Determinant morphism for singular varieties

TL;DR

This paper extends the classical notion of the determinant of a coherent sheaf to singular projective varieties, analyzing its behavior in families and applications to moduli spaces and Hilbert schemes.

Contribution

It introduces a generalized determinant for coherent sheaves on singular varieties and studies its semi-continuous properties in families, connecting to moduli and Hilbert schemes.

Findings

Determinant defined for singular varieties matches classical in smooth case.

Hilbert polynomial of the determinant is upper semi-continuous in singular families.

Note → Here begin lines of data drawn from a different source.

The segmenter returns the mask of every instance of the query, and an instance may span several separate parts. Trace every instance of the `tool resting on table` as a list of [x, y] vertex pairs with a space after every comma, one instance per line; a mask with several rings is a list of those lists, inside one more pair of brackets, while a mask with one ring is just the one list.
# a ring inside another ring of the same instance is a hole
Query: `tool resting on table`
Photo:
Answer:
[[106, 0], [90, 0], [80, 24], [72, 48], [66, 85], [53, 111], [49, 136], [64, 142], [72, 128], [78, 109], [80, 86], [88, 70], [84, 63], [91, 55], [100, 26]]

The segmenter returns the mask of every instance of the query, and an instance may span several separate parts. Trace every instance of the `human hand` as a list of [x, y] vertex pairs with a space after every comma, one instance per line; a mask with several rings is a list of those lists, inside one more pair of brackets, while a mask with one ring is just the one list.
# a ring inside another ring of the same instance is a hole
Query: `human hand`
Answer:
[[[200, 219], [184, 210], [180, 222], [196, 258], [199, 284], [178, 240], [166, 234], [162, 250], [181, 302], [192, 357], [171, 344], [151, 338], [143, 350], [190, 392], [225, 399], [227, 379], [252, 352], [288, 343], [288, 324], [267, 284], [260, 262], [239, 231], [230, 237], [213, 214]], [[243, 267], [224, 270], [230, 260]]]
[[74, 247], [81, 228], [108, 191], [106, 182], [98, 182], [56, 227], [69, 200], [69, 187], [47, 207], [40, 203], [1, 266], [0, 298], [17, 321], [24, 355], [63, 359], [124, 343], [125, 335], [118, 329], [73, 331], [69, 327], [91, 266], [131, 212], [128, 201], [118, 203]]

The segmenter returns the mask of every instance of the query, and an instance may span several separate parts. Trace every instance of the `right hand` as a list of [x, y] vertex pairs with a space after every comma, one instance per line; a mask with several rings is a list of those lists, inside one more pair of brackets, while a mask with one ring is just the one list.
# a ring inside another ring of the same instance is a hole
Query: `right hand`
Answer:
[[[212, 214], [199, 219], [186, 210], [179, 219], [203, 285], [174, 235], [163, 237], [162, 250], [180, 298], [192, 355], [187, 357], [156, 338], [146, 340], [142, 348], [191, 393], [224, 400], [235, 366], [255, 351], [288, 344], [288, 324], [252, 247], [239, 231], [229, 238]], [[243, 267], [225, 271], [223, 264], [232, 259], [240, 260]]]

Applications to moduli spaces of semi-stable sheaves and Hilbert schemes of curves.

Abstract

Let $X$ be a projective variety (possibly singular) over an algebraically closed field of any characteristic and $\mathcal{F}$ be a coherent sheaf. In this article, we define the determinant of $\mathcal{F}$ such that it agrees with the classical definition of determinant in the case when $X$ is non-singular. We study how the Hilbert polynomial of the determinant varies in families of singular varieties. Consider a singular family such that every fiber is a normal, projective variety. Unlike in the case when the family is smooth, the Hilbert polynomial of the determinant does not remain constant in singular families. However, we show that it exhibits an upper semi-continuous behaviour. Using this we give a determinant morphism defined over flat families of coherent sheaves. This morphism coincides with the classical determinant morphism in the smooth case. Finally, we give applications of our results to moduli spaces of semi-stable sheaves on $X$ and to Hilbert schemes of curves.